Eine eingeschworene Truppe: Die Senioren spielen mittlerweile in ihrer 45. Freizeitsport-Saison – und auch die, die wie Klaus Maiwald (Mitte sitzend) gesundheitsbedingt nicht mehr können, kommen gern zum Zuschauen. © -

Maintal – Für Männer, die 45 Jahre nahezu jeden Sonntagvormittag beim Tischtennis-Spiel in der Bischofsheimer Turnhalle verbringen, hatte das monatelange Sportverbot ganz unerwartete Nebenwirkungen. „Meine Frau war völlig verwirrt, als ich wochenlang sonntags immer zuhause gewesen bin.

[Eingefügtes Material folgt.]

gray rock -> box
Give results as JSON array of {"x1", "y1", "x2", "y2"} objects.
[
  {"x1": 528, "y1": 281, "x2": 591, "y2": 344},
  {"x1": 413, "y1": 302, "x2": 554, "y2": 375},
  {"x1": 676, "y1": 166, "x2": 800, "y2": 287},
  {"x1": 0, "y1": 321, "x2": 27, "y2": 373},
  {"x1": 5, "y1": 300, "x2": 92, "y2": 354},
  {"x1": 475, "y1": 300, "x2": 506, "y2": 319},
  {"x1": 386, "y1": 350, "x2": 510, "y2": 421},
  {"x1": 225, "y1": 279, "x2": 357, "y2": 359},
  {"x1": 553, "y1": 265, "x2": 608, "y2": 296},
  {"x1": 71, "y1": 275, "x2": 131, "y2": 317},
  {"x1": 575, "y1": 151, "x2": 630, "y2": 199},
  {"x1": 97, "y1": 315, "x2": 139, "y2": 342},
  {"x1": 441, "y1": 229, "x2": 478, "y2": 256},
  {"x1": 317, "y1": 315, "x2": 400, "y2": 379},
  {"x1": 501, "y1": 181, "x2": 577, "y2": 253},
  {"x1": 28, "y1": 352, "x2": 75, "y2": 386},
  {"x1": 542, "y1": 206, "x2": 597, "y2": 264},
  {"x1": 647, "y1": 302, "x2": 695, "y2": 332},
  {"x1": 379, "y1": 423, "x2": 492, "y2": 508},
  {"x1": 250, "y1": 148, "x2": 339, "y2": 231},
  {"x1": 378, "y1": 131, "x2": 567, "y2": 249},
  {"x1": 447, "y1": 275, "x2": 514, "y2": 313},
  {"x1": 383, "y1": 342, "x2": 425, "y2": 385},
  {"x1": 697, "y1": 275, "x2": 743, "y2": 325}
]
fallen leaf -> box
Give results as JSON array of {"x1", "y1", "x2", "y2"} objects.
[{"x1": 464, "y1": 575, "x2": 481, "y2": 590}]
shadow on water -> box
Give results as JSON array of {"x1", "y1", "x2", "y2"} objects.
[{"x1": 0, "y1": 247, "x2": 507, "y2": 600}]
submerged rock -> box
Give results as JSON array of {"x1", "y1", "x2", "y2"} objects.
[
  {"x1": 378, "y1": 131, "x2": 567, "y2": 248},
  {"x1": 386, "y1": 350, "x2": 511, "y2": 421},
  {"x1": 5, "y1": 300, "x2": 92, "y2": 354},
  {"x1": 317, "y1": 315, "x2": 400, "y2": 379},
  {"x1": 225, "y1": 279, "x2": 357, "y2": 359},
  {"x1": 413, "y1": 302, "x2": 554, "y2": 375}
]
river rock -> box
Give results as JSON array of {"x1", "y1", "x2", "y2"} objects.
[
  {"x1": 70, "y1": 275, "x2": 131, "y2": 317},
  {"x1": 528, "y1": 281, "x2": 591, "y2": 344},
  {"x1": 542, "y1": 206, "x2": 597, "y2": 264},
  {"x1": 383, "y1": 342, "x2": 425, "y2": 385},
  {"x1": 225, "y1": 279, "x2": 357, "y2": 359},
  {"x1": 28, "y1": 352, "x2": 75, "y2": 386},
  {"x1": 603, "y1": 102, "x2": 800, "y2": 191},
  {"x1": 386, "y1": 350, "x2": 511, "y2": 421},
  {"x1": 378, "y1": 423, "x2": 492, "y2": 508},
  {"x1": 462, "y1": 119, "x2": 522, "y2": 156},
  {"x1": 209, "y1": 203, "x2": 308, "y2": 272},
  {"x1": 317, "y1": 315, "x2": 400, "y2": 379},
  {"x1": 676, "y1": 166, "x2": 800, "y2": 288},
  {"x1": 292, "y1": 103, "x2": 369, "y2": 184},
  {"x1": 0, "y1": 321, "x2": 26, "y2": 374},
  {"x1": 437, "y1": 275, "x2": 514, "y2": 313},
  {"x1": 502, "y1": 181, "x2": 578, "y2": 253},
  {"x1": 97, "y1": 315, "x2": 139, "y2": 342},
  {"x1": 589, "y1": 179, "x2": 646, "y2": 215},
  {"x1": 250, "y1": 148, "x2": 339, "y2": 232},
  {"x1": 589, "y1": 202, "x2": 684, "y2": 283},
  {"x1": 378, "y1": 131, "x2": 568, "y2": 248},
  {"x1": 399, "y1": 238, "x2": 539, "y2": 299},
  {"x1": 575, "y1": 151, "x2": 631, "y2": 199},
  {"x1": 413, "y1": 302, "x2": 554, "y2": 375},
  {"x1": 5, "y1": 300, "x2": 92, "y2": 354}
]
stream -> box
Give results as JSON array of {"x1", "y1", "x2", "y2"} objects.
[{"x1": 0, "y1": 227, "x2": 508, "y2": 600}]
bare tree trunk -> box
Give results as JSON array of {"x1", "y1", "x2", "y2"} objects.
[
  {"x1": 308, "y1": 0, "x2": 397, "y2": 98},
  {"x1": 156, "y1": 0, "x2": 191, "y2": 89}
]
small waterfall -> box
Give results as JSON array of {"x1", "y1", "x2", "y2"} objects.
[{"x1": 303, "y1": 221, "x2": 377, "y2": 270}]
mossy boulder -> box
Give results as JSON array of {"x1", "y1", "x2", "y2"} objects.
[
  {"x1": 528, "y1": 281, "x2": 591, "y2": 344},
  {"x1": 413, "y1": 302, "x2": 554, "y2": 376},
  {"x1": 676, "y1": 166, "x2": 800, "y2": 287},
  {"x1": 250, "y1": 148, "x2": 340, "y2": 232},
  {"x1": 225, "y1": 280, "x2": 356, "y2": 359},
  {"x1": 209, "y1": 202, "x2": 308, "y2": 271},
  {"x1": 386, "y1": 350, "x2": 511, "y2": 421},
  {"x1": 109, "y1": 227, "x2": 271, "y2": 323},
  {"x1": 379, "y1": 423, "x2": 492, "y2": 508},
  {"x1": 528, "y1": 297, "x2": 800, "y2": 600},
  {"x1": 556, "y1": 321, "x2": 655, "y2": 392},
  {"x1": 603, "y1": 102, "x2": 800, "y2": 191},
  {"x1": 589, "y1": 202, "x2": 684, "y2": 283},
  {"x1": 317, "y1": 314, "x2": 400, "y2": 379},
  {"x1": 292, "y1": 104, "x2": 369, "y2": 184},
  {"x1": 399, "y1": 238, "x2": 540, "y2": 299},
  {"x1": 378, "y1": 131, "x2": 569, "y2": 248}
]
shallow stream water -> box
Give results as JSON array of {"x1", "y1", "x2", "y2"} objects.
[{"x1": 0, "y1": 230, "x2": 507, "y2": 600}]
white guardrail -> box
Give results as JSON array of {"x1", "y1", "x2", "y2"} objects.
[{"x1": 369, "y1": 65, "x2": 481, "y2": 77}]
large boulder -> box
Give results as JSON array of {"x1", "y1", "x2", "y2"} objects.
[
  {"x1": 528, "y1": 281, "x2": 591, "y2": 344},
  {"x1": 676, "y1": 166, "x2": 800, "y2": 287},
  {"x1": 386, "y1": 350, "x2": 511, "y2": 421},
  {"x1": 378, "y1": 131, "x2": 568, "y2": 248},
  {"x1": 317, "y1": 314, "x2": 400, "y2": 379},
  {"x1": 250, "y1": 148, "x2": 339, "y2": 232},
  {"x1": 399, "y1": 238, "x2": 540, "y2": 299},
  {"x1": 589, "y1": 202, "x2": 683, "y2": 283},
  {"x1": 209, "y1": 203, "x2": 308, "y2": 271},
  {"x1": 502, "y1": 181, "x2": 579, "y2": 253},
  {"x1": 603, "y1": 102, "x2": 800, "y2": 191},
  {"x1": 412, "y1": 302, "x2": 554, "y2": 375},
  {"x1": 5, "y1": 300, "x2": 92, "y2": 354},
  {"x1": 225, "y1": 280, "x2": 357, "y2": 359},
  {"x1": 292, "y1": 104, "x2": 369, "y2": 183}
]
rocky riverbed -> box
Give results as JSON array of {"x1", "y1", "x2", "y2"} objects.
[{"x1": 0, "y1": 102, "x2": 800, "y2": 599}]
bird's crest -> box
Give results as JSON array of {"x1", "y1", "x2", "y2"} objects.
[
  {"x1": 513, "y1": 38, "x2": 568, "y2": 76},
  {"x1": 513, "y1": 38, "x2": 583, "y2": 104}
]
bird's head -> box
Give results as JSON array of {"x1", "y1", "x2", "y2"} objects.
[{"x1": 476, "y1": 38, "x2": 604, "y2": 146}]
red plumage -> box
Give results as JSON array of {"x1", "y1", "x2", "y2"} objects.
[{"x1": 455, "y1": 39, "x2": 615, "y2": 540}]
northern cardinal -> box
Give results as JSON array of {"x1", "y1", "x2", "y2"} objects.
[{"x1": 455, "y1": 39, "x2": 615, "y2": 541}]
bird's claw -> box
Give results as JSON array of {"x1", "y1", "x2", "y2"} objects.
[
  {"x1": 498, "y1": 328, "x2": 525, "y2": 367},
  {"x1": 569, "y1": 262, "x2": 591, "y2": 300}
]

Das kannte sie ja überhaupt nicht. Das hat den gesamten Rhythmus durcheinandergebracht“, berichtet der 73-jährige Horst Kiolbassa und schmunzelt.

Zum Glück sind die Zeiten des Lockdowns vorbei, an den grünen Tischen beim „Tischtennis-Club Alt-Bischofsheim“ dürfen wieder die TT-Schläger ausgepackt werden. Und im Hause Kiolbassa ist wie bei seinen Mitspielern am Sonntagvormittag wieder das über Jahrzehnte gewohnte Leben eingekehrt.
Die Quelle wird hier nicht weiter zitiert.